プチ小説「伊吹山星空観測会で今年こそ 2」
福居は7月15日の星空観測会に参加して伊吹山山頂近くの駐車場まで湖国バスで行ったが、満天の星空は見られなかった。帰りの最終の新快速の出発時刻は午後9時34分、バスがJR米原駅に到着して15分も経たないうちにその新快速は発車した。
<午後6時30分頃にバスが山頂に着き、7時から星空観測会の担当の人が惑星、星座の解説などをしてくれたが、暑い雲が天蓋を覆い銀河や惑星どころか星も8時10分頃に5、6個見られたくらいだった。その後、バスの運転手さんから星空観測会のことをいろいろ教わったが、満天の星空が見られるのは10回に1回くらいのようだ。明日は雲だけでなく水蒸気も雲散するのでその10回に一度の日になると言われていたが、予約を入れていないし、明日深夜帰りになると計画している祇園祭の山鉾巡行の撮影に行かれなくなる。運転手さんは雨でなくて良かったと言われたが、ちっちゃなスクリーンに映し出される惑星や星座の絵を見に来たわけではないので、よっぽど、ちっとも良くないですと言いたかったが...運転手さんは予約をキャンセルをしてもキャンセル料は取られないので、満天の星空を見たいならたくさん予約されるのがよいと言われた。それにしても奈良県五條市星のくにの担当者はガイド撮影をする時に月が明るいと良い写真が撮られない。三日月より大きな月の時は星空観測には向いていないと言われたのだが、湖国バスの運転手さんは、満月で月が明るくて星空観測ができないというのは聞いたことがない。月の明るさは気にしないでよいと言われた。どっちの言うことが正しいんだろう。次回は8月19日を予約しているが、晴天の日で日程調整が可能なら追加で例えば8月5日に出掛けてもいいのかなと思っている>
福居がそんなことを考えながらにたにたしていると、M29800星雲からやって来た宇宙人が向かいの席に腰掛けた。

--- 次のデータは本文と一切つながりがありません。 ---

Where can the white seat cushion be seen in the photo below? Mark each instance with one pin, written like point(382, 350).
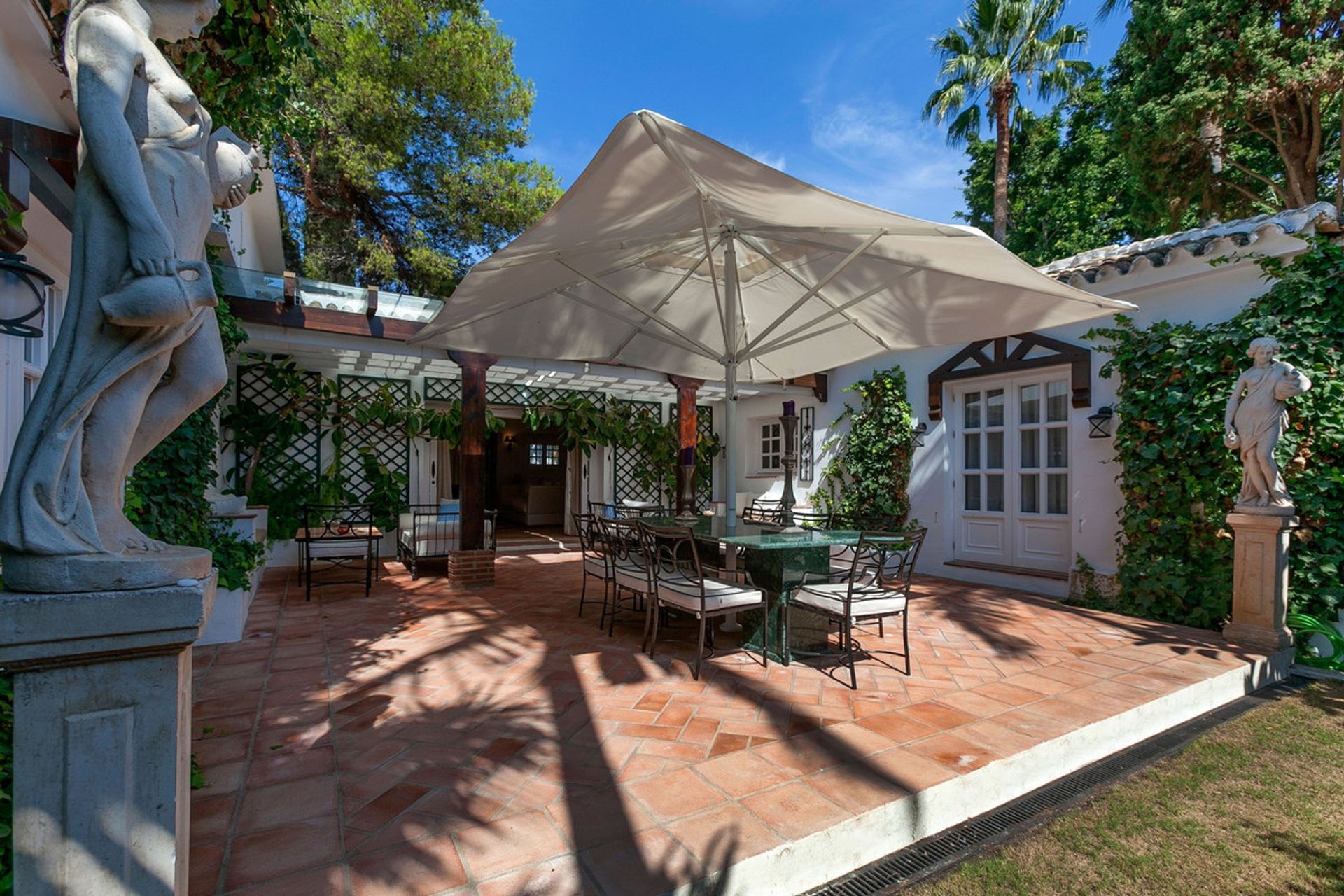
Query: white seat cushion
point(337, 550)
point(867, 602)
point(718, 594)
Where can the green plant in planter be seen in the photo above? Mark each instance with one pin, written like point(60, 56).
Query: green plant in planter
point(315, 406)
point(867, 475)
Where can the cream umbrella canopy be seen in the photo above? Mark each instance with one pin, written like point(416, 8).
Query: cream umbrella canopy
point(678, 254)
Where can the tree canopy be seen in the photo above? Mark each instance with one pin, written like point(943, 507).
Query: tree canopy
point(1230, 105)
point(400, 172)
point(997, 46)
point(1069, 188)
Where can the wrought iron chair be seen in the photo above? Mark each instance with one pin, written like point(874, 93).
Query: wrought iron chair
point(841, 555)
point(640, 511)
point(622, 546)
point(809, 519)
point(680, 584)
point(764, 511)
point(875, 586)
point(596, 561)
point(340, 535)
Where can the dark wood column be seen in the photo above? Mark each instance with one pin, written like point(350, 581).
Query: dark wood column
point(472, 447)
point(687, 437)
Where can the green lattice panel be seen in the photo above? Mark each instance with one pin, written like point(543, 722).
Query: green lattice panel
point(442, 390)
point(522, 396)
point(625, 463)
point(705, 428)
point(391, 449)
point(302, 460)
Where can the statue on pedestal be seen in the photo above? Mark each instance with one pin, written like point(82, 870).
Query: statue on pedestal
point(139, 348)
point(1256, 421)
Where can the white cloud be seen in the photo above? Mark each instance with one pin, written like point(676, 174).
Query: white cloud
point(764, 156)
point(885, 155)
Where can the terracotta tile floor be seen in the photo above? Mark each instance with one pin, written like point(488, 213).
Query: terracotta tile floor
point(421, 741)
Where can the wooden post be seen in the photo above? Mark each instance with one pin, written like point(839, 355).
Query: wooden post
point(687, 437)
point(472, 447)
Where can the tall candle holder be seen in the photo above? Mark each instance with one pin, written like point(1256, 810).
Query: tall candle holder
point(790, 424)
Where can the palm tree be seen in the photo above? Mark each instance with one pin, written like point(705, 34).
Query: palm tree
point(996, 45)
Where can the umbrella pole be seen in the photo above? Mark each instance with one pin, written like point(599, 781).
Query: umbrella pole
point(730, 381)
point(730, 398)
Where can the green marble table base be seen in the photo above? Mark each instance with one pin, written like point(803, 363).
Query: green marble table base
point(777, 573)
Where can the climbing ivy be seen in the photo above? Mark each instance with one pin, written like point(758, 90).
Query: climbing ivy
point(867, 475)
point(270, 477)
point(1176, 477)
point(166, 493)
point(634, 426)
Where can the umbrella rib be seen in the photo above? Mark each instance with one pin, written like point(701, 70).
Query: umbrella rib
point(785, 342)
point(780, 342)
point(524, 258)
point(812, 290)
point(655, 131)
point(1110, 304)
point(652, 317)
point(822, 296)
point(608, 309)
point(667, 298)
point(496, 312)
point(714, 274)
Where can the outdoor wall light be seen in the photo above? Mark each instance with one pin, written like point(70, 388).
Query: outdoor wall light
point(22, 298)
point(1101, 422)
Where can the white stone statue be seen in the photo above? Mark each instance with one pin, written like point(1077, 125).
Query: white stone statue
point(1256, 421)
point(139, 348)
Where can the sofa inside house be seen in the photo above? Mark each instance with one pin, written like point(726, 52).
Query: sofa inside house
point(533, 505)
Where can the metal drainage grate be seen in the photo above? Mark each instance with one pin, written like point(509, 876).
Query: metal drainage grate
point(945, 849)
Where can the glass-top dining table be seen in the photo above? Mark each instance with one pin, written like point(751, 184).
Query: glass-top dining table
point(776, 561)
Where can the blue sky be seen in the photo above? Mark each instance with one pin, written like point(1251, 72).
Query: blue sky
point(828, 90)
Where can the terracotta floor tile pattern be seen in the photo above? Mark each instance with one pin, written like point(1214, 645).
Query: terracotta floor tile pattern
point(425, 741)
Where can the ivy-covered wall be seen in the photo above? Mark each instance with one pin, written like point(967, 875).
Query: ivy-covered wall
point(1179, 481)
point(867, 476)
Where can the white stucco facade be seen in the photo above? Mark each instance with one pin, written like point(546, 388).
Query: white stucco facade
point(1184, 288)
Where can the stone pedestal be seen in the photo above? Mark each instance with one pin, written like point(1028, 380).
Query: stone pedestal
point(101, 738)
point(1260, 580)
point(468, 570)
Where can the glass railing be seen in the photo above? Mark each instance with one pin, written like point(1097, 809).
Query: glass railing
point(241, 282)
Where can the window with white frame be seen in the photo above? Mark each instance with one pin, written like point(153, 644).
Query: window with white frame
point(543, 454)
point(772, 445)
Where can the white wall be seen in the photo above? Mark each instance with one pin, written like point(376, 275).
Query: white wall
point(1184, 289)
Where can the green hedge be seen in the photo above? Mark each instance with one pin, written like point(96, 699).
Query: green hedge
point(1179, 481)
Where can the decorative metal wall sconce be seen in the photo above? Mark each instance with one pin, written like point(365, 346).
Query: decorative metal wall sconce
point(23, 298)
point(1101, 422)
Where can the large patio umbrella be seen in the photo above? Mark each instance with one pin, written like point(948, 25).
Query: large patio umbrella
point(678, 254)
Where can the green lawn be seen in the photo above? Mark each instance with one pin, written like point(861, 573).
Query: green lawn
point(1256, 806)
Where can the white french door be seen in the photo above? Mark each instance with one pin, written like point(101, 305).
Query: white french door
point(1011, 486)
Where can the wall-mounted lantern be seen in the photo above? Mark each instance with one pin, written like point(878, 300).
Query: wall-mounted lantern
point(1101, 422)
point(23, 298)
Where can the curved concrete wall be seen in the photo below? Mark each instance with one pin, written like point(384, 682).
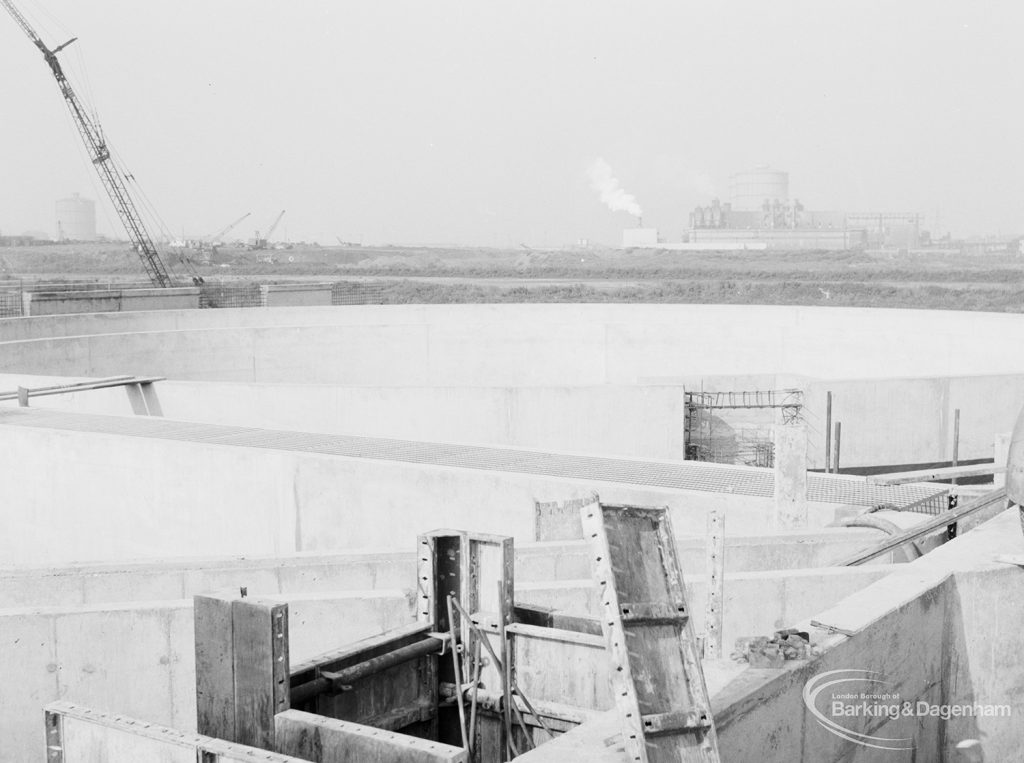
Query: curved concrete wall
point(631, 421)
point(398, 345)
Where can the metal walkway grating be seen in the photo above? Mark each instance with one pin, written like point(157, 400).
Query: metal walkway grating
point(685, 475)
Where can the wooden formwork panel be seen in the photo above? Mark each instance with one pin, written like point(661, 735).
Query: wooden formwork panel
point(657, 678)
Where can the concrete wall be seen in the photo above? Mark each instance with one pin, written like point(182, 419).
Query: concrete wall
point(756, 603)
point(907, 421)
point(538, 344)
point(114, 300)
point(291, 295)
point(629, 421)
point(535, 562)
point(139, 659)
point(120, 498)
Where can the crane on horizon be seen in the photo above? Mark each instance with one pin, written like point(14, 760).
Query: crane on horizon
point(261, 243)
point(110, 174)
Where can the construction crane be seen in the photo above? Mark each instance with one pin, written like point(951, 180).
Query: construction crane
point(99, 154)
point(261, 243)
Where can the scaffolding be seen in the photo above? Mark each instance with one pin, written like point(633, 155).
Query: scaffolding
point(748, 440)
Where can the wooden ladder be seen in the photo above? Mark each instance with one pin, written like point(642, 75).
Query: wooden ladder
point(657, 678)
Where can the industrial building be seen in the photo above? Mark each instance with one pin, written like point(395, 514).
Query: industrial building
point(76, 218)
point(761, 214)
point(760, 208)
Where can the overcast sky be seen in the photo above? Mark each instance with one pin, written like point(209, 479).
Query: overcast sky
point(476, 122)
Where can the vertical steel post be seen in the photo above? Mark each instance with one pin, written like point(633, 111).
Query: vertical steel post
point(839, 432)
point(715, 613)
point(955, 440)
point(827, 432)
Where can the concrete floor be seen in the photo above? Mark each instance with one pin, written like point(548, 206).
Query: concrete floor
point(267, 470)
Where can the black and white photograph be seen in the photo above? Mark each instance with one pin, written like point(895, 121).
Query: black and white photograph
point(467, 382)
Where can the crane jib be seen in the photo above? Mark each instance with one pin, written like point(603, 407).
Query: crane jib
point(110, 174)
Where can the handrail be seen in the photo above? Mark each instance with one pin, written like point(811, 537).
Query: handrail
point(939, 520)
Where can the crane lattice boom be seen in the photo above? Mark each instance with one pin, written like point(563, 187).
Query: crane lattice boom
point(95, 143)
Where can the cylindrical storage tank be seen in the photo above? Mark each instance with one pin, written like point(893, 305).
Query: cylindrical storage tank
point(749, 191)
point(76, 219)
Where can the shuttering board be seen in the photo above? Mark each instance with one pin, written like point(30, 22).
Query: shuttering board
point(330, 740)
point(656, 675)
point(400, 697)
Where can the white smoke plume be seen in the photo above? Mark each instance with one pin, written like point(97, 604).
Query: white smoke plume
point(611, 193)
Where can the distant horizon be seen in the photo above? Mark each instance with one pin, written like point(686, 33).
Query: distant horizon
point(398, 122)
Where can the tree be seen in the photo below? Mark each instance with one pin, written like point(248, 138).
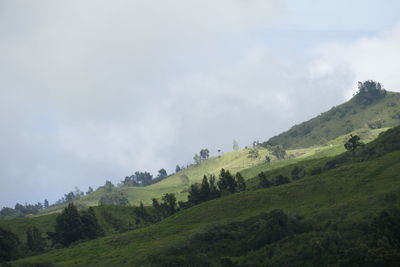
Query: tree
point(169, 204)
point(235, 145)
point(141, 212)
point(9, 245)
point(263, 180)
point(204, 154)
point(90, 190)
point(177, 168)
point(162, 173)
point(241, 185)
point(352, 143)
point(280, 179)
point(194, 196)
point(298, 172)
point(91, 228)
point(108, 186)
point(197, 159)
point(214, 192)
point(34, 240)
point(253, 153)
point(226, 183)
point(69, 226)
point(205, 191)
point(46, 203)
point(279, 152)
point(115, 198)
point(369, 91)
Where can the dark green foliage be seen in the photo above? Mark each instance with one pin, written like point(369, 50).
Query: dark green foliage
point(114, 198)
point(169, 204)
point(69, 226)
point(90, 190)
point(216, 246)
point(278, 151)
point(143, 178)
point(369, 91)
point(9, 245)
point(194, 196)
point(353, 143)
point(197, 159)
point(34, 240)
point(241, 185)
point(280, 179)
point(21, 210)
point(91, 227)
point(253, 153)
point(381, 112)
point(214, 192)
point(205, 190)
point(165, 208)
point(298, 172)
point(177, 169)
point(263, 180)
point(108, 186)
point(142, 214)
point(227, 183)
point(204, 154)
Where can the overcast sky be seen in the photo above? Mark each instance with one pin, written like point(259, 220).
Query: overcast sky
point(96, 90)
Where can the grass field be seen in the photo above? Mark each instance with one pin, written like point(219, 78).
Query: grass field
point(235, 161)
point(350, 193)
point(341, 120)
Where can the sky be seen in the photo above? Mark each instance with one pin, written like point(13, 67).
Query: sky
point(94, 90)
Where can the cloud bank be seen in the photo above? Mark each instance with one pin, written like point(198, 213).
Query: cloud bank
point(93, 90)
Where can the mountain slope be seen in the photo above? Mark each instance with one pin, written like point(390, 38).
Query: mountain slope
point(345, 196)
point(236, 161)
point(341, 120)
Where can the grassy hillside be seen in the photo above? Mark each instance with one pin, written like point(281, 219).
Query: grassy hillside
point(113, 219)
point(348, 195)
point(340, 120)
point(235, 161)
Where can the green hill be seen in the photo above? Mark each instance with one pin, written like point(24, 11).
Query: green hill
point(235, 161)
point(333, 208)
point(356, 113)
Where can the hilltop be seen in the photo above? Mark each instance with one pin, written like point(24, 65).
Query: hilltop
point(332, 208)
point(235, 161)
point(362, 111)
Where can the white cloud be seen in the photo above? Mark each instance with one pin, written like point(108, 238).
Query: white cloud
point(370, 58)
point(91, 90)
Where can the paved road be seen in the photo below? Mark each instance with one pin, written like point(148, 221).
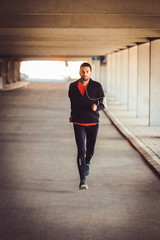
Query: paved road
point(39, 195)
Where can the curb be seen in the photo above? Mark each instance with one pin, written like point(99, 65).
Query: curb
point(150, 158)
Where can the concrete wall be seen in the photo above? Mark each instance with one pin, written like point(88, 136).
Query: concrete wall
point(155, 84)
point(143, 80)
point(132, 79)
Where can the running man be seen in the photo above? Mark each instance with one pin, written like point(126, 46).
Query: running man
point(86, 97)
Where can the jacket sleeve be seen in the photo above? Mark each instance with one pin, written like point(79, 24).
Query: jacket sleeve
point(69, 95)
point(101, 102)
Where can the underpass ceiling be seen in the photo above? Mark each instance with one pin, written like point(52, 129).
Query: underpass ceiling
point(75, 28)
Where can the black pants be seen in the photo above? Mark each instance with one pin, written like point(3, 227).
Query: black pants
point(85, 139)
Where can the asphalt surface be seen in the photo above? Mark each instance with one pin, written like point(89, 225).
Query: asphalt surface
point(39, 194)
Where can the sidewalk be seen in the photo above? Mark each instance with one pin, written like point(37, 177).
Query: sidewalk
point(144, 138)
point(16, 85)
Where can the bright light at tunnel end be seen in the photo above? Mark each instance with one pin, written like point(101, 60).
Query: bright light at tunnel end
point(48, 71)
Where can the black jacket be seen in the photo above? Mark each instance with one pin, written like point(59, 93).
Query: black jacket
point(81, 106)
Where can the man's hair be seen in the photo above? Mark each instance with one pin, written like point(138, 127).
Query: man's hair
point(85, 64)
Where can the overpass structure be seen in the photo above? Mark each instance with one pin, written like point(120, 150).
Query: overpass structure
point(124, 32)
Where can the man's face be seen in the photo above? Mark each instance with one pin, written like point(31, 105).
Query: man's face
point(85, 73)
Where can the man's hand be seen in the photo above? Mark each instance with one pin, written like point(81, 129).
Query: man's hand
point(94, 107)
point(70, 119)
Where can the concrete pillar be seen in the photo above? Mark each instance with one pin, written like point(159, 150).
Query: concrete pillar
point(117, 75)
point(143, 80)
point(109, 74)
point(124, 77)
point(112, 93)
point(132, 79)
point(155, 84)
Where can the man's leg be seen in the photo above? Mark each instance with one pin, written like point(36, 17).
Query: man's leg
point(91, 133)
point(79, 132)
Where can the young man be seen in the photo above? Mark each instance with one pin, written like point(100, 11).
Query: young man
point(86, 97)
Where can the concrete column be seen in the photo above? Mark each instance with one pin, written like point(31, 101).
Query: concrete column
point(112, 93)
point(155, 84)
point(124, 77)
point(132, 79)
point(117, 75)
point(109, 74)
point(143, 80)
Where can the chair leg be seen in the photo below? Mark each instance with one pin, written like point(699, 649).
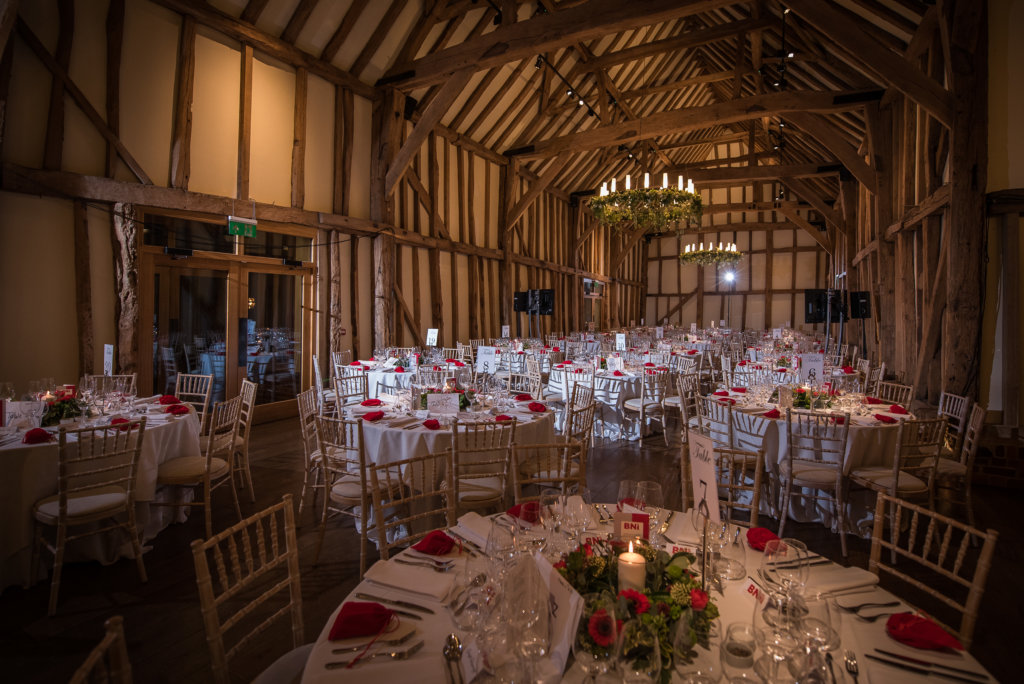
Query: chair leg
point(57, 566)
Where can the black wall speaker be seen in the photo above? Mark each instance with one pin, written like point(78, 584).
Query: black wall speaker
point(860, 305)
point(814, 305)
point(547, 302)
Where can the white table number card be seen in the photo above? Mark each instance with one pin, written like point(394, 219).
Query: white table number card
point(442, 403)
point(486, 359)
point(702, 477)
point(812, 369)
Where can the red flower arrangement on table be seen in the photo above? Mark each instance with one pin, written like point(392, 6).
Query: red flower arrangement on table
point(672, 598)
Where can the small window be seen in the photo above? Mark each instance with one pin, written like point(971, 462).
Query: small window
point(279, 246)
point(186, 233)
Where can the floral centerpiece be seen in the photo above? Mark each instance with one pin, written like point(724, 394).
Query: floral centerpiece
point(672, 598)
point(61, 407)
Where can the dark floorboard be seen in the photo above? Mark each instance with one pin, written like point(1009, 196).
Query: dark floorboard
point(165, 631)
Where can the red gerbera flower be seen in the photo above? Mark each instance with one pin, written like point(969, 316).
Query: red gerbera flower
point(601, 629)
point(640, 602)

「キョウハコンナテンキデザンネンデシタ。ジカイニキタイシマショウ」
「谷さんはそう思うことが出来るでしょうが、ぼくには時間がありません」
「ネンニ2カイサンカシタトシタラ、10回ヤッタラ5年デマンテンノホシゾラガミラレルトイウコトニナリマス。ソレマデマッタラエエネン」
「今、ぼくは64才ですから、5年後には70才のちょっと手前です。それまで、満天の星空が見られる、わー、嬉しいっ、ルンルンという気持ちが持続しない気がします。ひとつの過程を早く通過したいのです」
「ソンナコトヲイッテモ、サイキン、マナツニスカットハレルヒガスクノウナッタカラネ。シャアナイヤン」
「確かに湖国バスの運転手さんも夏の快晴の日は少ないと言われていました。真冬は快晴が多いようですが、その頃は雪と寒さでここには来られないと言われてました。7月から8月に18日ある星空観測会で何とか満天の星空が見られる日があるように祈るしかありません」
「ホンデモ、ヨヤクシテナカッタライカレヘンノヤロ。ハヤイトコ、オサエトイタホウガエエヨ」
「そうしたいところですが、夏には淀川と弁天さんの花火大会があります。8月19日の予約を取ったのはかぶらないからなんです」
「ソウカハナビタイカイノサツエイカ。コチラモオカネガカカランカラアンタニピッタリヤネ。ソシタラ、8ガツ19ニチガアカンカッタラ、ライネンマタガンバッテネ」
そう言って、谷さんは胸を張って両腕を上げるとしゃっと言ってM29800星雲に帰ろうとしたが、列車の天上にぶつかって福居の上に落ちて来た。谷さんは言った。
「アナタハテンジョウヲツキヤブレバエエノニトオモウカモシレヘンケド、ソヤナイノヨ。テンジョウハカミサンヤトオモウテ、ソレヲドウヤッテミンナガナットクデケルヨウニモンダイカイケツスルノカカンガエルネン」
「じゃあ、今のようになったらどうすればいいのですか」
「ソレハモチロンツギノエキデオリルノガエエノヨ。ユーシー」
「アイシー」
谷さんは次でぼくは降りるからさいならと言って降車口に向った。